I am kicking off a new series on the blog about the importance of teaching rhetoric in the classroom. In this series, I will describe not only why it is important to teach rhetoric to our high school students, but I will also share different resources and activities that you can use with your students.

So why do I think it is important to teach rhetoric? Well…

My pedagogy is greatly influenced by rhetoric. I view every communication as an argument, as persuasive, and therefore, I believe these persuasive techniques should be taught to and understood by our students. Students need to learn to be conscious communicators, particularly because their communication can be so easily published online today. With the increased usage of technology, students need to be aware of their own rhetoric, ensuring responsibly and critical communication with others. Understanding the responsibility they must have for the communication they partake in, students will have a better understanding of the power their communication can hold, and they will better understand how to use that power.

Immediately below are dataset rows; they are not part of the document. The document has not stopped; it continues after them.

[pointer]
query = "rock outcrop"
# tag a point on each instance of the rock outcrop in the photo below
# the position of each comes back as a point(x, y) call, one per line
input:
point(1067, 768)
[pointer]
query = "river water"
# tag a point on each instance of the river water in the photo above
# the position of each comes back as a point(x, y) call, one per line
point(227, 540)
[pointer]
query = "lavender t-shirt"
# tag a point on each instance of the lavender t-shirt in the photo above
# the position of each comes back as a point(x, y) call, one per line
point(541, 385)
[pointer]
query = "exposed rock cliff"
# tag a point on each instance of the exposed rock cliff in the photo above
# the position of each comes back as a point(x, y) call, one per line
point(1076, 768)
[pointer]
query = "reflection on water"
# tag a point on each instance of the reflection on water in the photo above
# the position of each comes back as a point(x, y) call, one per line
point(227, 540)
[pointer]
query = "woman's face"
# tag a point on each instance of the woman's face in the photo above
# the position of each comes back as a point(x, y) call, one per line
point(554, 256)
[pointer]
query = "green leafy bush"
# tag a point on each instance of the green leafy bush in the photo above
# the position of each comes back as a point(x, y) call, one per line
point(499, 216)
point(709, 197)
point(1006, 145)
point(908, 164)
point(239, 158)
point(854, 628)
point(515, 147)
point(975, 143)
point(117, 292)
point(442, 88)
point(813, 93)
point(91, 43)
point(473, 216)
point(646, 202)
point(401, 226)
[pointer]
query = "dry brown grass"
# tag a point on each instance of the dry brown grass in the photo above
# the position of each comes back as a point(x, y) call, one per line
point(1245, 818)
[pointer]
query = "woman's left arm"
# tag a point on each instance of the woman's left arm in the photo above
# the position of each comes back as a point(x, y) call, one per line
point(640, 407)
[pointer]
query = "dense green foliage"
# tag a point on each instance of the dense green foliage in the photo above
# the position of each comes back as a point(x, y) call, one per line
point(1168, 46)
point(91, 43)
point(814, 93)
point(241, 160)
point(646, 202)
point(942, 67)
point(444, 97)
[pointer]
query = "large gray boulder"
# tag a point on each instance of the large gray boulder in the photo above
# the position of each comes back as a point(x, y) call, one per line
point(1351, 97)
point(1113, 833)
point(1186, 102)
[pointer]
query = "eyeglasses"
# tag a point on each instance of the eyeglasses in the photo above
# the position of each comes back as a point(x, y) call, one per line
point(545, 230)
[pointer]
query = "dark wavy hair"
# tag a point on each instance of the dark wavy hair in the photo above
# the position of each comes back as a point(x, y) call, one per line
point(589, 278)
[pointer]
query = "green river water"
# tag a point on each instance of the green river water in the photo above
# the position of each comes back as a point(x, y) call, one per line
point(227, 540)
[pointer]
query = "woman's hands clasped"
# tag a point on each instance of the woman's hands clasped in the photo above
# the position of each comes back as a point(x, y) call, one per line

Because digital tools that our students are using allow them to publicly publish their communication, they must be taught how to responsibly do so. In teaching rhetoric, we teach our students to think carefully not only about their role as authors, taking personal responsibility for what they say and write, but also to carefully think about the purpose for their communication for their particular audience. By teaching our students to carefully consider the rhetorical techniques and the rhetorical triangle of their writing, they can be more thoughtful and cautious in their public writing.

In addition, rhetoric provides an effective literacy tool with digital resources (also print). By teaching our students to critically consider the author, audience, purpose, and persuasive techniques of a piece of writing, they can more critically and thoroughly engage with digital sources. This is particularly important because it gives students a more tangible way to determine whether a source is appropriate or not, crucial in the digital age when, as I’ve said, anyone can publish anything.

Teaching rhetoric to our students gives them the power to be more effective writers and readers, but also more engaged and responsible members of our global community.